The US has so far provided over $2.3 billion in military assistance to Ukraine since Russia launched its military operation in the country last month after Kiev and its US-led Western sponsors refused to provide security guarantees demanded by Moscow.
Under the Ukraine Security Assistance Initiative, supplies and equipment are procured directly from US-based military industry contractors rather than drawing from Defense Department stocks, Kirby further underlined.
This is while a number of Republican lawmakers have slammed the Biden administration for taking too long to ship war-fighting equipment to Ukraine, claims the Pentagon rejected earlier in the week.
Virginia Congressman Rob Wittman chided top military leaders that deliveries were not being made fast enough during a House Armed Services Committee hearing on Wednesday.
Kirby disputed that notion during his press briefing on Thursday, insisting that the first delivery of an $800 million military aid package approved by US President Joe Biden on March 16 arrived in Ukraine four days later.
That entire package should be fully delivered by mid-April, Kirby added.
Biden signed a government spending bill last month that approved $13.6 billion in military and humanitarian aid for Ukraine, while some members of the Senate demanded the US spend even more to assist Kiev.

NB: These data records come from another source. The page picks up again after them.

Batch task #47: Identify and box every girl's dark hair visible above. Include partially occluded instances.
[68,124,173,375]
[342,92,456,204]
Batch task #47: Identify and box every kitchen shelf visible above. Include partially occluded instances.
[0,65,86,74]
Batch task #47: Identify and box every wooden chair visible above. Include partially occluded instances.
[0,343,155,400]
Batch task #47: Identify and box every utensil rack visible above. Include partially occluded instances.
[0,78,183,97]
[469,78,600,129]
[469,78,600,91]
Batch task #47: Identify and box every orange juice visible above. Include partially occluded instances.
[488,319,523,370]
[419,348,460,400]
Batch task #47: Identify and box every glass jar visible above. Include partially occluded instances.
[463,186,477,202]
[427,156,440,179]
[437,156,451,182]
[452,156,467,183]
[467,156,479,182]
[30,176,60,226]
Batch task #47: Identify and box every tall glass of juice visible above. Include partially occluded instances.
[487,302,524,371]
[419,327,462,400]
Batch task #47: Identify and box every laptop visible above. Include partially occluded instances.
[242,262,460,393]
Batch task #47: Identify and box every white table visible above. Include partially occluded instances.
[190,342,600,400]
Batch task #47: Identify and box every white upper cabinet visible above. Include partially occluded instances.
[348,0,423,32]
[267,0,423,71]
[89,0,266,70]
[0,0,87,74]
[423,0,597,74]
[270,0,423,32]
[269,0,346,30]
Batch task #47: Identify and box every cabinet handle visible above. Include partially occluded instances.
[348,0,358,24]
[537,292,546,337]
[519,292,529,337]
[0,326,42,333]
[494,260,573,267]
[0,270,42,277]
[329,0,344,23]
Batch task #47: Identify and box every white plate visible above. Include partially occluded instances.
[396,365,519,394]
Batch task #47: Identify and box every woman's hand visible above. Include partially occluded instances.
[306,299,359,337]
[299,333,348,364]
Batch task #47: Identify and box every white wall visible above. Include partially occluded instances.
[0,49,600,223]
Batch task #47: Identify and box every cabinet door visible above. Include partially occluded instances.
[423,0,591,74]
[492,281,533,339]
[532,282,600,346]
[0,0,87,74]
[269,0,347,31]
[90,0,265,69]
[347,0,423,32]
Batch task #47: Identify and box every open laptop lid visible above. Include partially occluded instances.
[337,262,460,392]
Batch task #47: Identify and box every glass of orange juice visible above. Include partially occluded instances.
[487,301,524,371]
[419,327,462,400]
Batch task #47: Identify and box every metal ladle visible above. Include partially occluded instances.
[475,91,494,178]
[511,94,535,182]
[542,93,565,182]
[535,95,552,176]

Russia's military operation in Ukraine began in late February, following Kiev’s failure to implement the terms of the Minsk agreements signed in 2014, and Russia’s eventual recognition of the Donbass republics in Donetsk and Lugansk.
Russia has now demanded that Ukraine officially declare itself a neutral country that will never join the US-led NATO military alliance. Kiev, however, insists that the Russian offensive was totally unprovoked and has denied reports that it was planning to retake the two republics by force.